I then pulled each xslx file into its own spreadsheet, and cut-and-pasted all the rows from the second one onto the first one, making one long file. I still had to do some fixup for html junk that had been passed directly in the json, like replacing ' " & < >
and so forth with their ordinary characters.

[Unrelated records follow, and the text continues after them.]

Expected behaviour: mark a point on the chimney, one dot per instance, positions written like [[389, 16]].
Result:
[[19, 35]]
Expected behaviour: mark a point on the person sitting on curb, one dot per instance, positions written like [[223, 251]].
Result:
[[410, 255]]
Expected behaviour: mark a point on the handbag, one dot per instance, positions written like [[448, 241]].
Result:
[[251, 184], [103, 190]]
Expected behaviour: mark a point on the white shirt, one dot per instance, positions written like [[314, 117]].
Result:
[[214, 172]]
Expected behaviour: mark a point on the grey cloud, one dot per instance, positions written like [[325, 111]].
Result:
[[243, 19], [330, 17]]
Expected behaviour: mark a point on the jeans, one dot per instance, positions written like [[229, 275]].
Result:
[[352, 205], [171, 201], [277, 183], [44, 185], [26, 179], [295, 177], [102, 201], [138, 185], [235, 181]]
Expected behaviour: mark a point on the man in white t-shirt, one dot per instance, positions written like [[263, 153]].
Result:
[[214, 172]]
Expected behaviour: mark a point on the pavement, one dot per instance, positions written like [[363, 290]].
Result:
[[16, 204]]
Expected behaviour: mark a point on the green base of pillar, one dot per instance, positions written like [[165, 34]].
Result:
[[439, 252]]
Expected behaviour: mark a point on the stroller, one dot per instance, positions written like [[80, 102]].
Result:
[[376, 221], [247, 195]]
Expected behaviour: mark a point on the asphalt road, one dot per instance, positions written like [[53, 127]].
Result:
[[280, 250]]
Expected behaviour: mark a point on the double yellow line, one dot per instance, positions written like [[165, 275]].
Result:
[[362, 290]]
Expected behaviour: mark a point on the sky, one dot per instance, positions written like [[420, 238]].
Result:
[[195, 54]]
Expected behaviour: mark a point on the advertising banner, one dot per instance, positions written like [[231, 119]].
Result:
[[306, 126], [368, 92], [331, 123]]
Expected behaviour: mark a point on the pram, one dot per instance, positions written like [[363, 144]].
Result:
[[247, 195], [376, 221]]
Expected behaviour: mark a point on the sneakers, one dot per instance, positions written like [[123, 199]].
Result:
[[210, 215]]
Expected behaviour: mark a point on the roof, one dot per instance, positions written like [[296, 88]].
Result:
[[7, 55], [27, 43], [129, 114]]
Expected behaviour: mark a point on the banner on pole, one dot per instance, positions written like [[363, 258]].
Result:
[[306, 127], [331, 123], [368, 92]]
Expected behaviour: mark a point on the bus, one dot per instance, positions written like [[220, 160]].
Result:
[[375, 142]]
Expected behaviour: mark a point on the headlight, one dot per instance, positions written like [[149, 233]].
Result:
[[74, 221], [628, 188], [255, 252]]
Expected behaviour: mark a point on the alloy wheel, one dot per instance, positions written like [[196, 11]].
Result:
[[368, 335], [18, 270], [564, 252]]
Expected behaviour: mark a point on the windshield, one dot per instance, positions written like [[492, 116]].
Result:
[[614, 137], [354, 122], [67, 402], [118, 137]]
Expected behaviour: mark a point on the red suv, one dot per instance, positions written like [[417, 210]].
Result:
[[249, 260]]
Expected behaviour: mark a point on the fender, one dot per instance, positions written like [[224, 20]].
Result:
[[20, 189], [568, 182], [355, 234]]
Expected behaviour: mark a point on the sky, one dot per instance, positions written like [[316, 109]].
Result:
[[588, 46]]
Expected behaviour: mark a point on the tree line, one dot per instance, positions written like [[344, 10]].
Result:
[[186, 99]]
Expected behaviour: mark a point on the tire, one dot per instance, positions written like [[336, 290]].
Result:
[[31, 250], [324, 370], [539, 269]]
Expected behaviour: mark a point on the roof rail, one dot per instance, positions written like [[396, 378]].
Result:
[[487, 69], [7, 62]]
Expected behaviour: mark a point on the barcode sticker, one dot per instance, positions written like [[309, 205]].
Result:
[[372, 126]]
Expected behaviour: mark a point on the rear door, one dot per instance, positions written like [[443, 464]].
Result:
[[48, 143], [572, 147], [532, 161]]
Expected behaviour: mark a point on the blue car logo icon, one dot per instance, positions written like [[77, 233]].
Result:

Note that this same technique could be used to break the json file into more parts if the file was bigger, or the conversion site limit was lower. This was just a one-off conversion, so it wasn’t worth writing a program to automate the process. But it would probably be a simple matter to write a program to count the number of top level objects in the json file, then offer to split at every N objects. Maybe I’ll write that, just for fun. Another approach would be to write a standalone program to convert the json to xml, which Excel 2016 or LibreOffice Calc will take as input. That would be a slightly harder program, but not too bad, if I didn’t want to pretty-print the result. If I write either of those programs, I’ll post them here. Or maybe you already wrote them? Drop me a line. I know there are commercial suites that will do all that and more, but I’m looking for free.